Foi um herói, mas nunca o soube nem nunca pensaria nisso: ele era suficientemente humilde.
E humildemente viveu com seu Evangelho, com sua família, com suas crianças, com a homeopatia para seus pobrezinhos... E com seus amigos, com sua enxada, com seu violino...
(...) Assim Foi Virgílio Paula: um sincero Discípulo de Cristo, que descobriu o Reino de Deus no próprio coração.
E nesse Reino viveu e vive, Deus louvado.
Clóvis Tavares
(Livro: De Jesus Para os que Sofrem)
*****
Alguém de que não me esqueço
Há uns cinco anos não o vejo.
É alguém de quem não me esqueço, nem facilmente o esquece quem o vir e o conhecer bem.
Chamam-no, quase todos, Vovô Virgílio.
Conheci-o, menina ainda. Era avô de Iara, uma colega do Grupo Escolar, e aprendi a chamá-lo vovô, também.
Lembro-me de como estimei-o desde o primeiro dia: criança gulosa, gostei mais dele que das rosquinhas saborosas que sua esposa me ofereceu.
Já era velho, calvo, de barbas brancas, aparadas talvez no mesmo corte de quando eram negras; a pele rosada e quase sem rugas, lábios finos e olhos azuis, muito azuis.
Sua figura toda a irradiar bondade e paz assemelha-se agora, para mim, a um patriarca hebreu.
Amava as crianças, os pássaros e as árvores, a música e os livros.
Sua casa foi sempre cheia de crianças de sua família, pequeninos que ele adotava e meninos da vizinhança.
As frutas de seu pomar pareciam-nos mais doces; tinham em casa, com os filhos, uma pequenina orquestra e seus livros e revistas pertenciam-nos, também.
Amava-nos a todos que lá íamos e nos acostumamos a visitá-lo.
Trabalhava no escritório de uma usina e, aposentando-se, foi morar numa fazenda.
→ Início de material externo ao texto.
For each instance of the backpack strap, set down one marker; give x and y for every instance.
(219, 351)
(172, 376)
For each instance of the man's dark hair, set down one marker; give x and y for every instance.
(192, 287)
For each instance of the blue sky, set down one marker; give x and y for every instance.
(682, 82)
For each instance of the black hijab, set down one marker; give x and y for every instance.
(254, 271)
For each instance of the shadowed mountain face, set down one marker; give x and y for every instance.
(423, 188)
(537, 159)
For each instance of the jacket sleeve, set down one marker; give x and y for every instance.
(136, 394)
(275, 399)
Hoje está muito velho – tem quase noventa anos.Quem o vir, porém, reunir os moços do lugar e com eles formar uma orquestra, familiarizando-os com Mozart e Schubert; quem o vir alfabetizando os “molequinhos” da roça, descendo o morro aos domingos para dar aula de Evangelho a crianças, jovens e adultos; quem o vir visitando enfermos, levando-lhes os frutos de seu pomar e a bondade de seu coração, não entenderá onde encontra forças aquele corpo de ancião.Que alma de jovem, incansável, realmente idealista!
Nenhuma tristeza inesperada o abateu, nenhuma ingratidão o decepcionou.
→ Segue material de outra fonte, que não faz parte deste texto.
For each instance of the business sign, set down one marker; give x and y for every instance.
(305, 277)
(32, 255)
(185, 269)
Morreu-lhe a esposa há meses. “Deus me deu, Deus me tirou, bendito seja o nome de Deus” – deveria ter pensado. E ali, junto ao caixão da companheira, recordou a coincidência de haver sido aquela mesma sala o local em que a vira pela primeira vez.
Conservava na alma, ainda, a poesia , a delicadeza da amizade dos primeiros tempos.
Sereno, continua ele a cuidar das crianças, da música, das árvores.
Sempre está lendo um novo livro e, pela manhã, os passarinhos pousam em seu ombro e comem migalhas em suas mãos.
Penso em Vovô Virgílio e não posso deixar de assemelhá-lo àquelas árvores de que fala Olavo Bilac:
Ele envelheceu “como as árvores fortes envelhecem: Na glória da alegria e da bondade, agasalhando os pássaros nos ramos, dando sombra e consolo aos que padecem.”